One thought on “They started squirming

  1. Heh: “…teaching schoolchildren to put handguns in their mouths…”

    As if one kid will be unable to tell the difference between an actual handgun and a cookie. Just how retarded to they believe our kids to be? Is this another case of projection?

    What about animal crackers? I suppose then that giving a kid animal crackers is “teaching schoolchildren to put animals in their mouths” (not to mention the racist overtones). By that standard, those heart-shaped Valentine’s Day cookies, and the gingerbread men, are promoting cannibalism!

    Oh my gaaawwwddd! Call in the men in white suits! We’re all gonna go nuts and start killing one another because of the shape of some damned cookies, and we need to be locked up before we hurt ourselves! Spooky, spooky, scaaarrry food! Maybe we’re teaching Satan worship by handing out Halloween cookies shaped like witches and ghosts, too.

    It is pretty entertaining to see the barking moonbat, loony hysteria on the Left. Let’s keep doing this until they pass out from hyperventilation.

    How about a series of educational, cartridge-shaped cookies, or croutons? Learn your caliber designations while having a well-balanced, institutional meal.

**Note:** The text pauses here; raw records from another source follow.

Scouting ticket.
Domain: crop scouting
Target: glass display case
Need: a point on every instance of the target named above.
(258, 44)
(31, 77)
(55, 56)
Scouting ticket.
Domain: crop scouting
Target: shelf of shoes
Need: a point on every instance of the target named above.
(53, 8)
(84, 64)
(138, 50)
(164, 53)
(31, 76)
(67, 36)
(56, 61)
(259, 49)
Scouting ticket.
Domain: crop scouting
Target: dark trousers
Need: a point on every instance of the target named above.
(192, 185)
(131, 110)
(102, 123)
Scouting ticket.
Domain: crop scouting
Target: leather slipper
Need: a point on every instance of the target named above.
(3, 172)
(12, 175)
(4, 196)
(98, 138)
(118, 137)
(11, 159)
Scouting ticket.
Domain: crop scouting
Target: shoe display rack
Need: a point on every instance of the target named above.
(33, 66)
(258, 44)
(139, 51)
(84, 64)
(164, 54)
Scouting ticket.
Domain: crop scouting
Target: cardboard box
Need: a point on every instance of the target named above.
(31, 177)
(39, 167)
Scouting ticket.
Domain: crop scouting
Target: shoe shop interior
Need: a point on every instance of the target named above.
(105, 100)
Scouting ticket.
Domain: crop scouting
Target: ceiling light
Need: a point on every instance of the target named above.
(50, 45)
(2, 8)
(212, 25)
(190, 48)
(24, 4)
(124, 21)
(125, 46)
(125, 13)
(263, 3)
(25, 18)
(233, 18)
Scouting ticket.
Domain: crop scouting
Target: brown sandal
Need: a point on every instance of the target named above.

    “That’s right, Suzy, good for you! THAT, kids, is the 30-06! That stands for caliber 30, model of 1906. And what is the nominal muzzle velocity of the 30-06? Anyone? That’s right, Johnny, its 2700 to 2800 feet per second. Can anyone in the class tell us what that would be in meters per second?”

    Maybe we could persuade the writers of Sesame Street to get Cookie Monster into the act, with Ted Nuget making a guest appearance. I’d pay (I’m sorry – “pledge”) to see that.